Ne risulta una struttura metafisica della realtà suddivisa in gradi, ove all’anima umana, con la sua vicenda spirituale e conoscitiva, è riconosciuto un ruolo centrale. Concordemente con la teoria platonica, l’anima è considerata come ‘prigioniera’ nel carcere del corpo, da cui essa si può elevare (ascensus) mediante il distacco dalla corporeità e dai gradi inferiori e terreni della realtà. Tale risalita conoscitiva può assumere anche le forme dell’estasi, ossia della ‘fuoriuscita mistico-speculativa della mente dal corpo; l’anima, che rappresenta il punto di raccordo, il nexus, fra il piano materiale e quello spirituale, può assurgere, al di sopra della materia e delle qualità corporee (i gradi inferiori del reale) alle intelligenze spirituali – gerarchicamente ordinate dalle intelligenze demoniche più basse, che interagiscono con il piano sublunare, fino ai livelli più elevati e angelici della realtà celeste – e pervenire fino alle idee trascendentali e all’unione con Dio.

L’anima assurgendo a tali livelli del reale si riconosce come simile alle intelligenze e a Dio, da cui si lascia liberamente condurre, connotandosi appunto come libera, e, in tal senso, come ‘centro’ della creazione (copula mundi), in connessione con l’anima del mondo e con le anime delle diverse sfere celesti. In tale visione Ficino realizza una convergenza e una concordia fra Aristotele, Platone e Tommaso d’Aquino, ma utilizza anche teorie di Plotino, Proclo e della tradizione ermetica. Ciò in base alla convinzione che al di sotto delle diverse ispirazioni filosofiche operi una comune ‘perenne’ matrice di dottrine fondamentali, una philosophia perennis, che si connota come intrinsecamente religiosa (pia philosophia), realizzando la convergenza di religione e filosofia in una docta religio.

El libro dell'amore

Il testo rappresenta la prima delle quattro traduzioni in volgare di opere proprie realizzate da Ficino, che volse dal latino anche il De christiana religione, il De raptu Pauli e il primo libro delle Epistolae, sempre a distanza temporale ravvicinata dalla stesura originaria.
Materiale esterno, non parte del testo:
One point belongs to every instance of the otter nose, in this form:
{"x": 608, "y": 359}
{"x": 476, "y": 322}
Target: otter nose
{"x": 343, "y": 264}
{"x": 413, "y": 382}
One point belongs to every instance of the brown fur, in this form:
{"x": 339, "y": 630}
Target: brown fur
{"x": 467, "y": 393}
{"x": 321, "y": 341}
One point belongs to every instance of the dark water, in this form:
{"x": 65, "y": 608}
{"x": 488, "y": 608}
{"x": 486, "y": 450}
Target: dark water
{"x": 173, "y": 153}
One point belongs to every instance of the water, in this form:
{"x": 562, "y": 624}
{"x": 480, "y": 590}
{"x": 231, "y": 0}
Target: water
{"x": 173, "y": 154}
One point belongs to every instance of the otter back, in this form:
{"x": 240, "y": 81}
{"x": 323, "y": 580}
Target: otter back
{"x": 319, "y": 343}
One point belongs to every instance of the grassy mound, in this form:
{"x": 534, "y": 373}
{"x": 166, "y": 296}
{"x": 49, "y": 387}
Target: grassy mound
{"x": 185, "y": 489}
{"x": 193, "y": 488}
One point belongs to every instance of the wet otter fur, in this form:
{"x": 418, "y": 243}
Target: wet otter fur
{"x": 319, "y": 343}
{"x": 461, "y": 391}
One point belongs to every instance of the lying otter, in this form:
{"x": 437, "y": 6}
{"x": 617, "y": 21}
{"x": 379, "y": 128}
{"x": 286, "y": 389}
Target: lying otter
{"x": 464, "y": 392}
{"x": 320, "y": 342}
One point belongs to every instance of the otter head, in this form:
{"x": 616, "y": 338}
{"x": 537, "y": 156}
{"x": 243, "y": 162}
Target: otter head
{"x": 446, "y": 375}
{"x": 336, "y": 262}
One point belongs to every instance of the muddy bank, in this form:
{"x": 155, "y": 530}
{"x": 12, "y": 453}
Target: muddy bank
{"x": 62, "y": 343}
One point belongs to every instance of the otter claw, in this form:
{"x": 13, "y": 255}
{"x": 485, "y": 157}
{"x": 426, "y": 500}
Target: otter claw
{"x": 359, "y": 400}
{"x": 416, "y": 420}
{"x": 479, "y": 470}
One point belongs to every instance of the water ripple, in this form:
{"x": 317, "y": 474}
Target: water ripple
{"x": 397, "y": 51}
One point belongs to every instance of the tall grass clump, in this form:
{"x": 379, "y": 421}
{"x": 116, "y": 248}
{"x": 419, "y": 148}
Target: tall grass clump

Mentre la fortuna del testo latino è documentata dalla consistente tradizione manoscritta risalente al xv secolo, il volgarizzamento troverà notevole diffusione soprattutto nel secolo a seguire, quando il volgare inizierà ad affermarsi prepotentemente sulla lingua latina, facendo in modo che il Libro dell’Amore – di cui sopravvive un nutrito numero di manoscritti risalenti a questo periodo – venga finalmente dato alle stampe, nel 1544.

Il testo diede avvio alla considerevole trattatistica sull’amore che da lì fino al primo Seicento, si sarebbe trasformata in una vera e propria moda culturale, ma che riconosce, nell’opera di Marsilio Ficino, la sua origine e, al tempo stesso, uno dei suoi momenti più alti.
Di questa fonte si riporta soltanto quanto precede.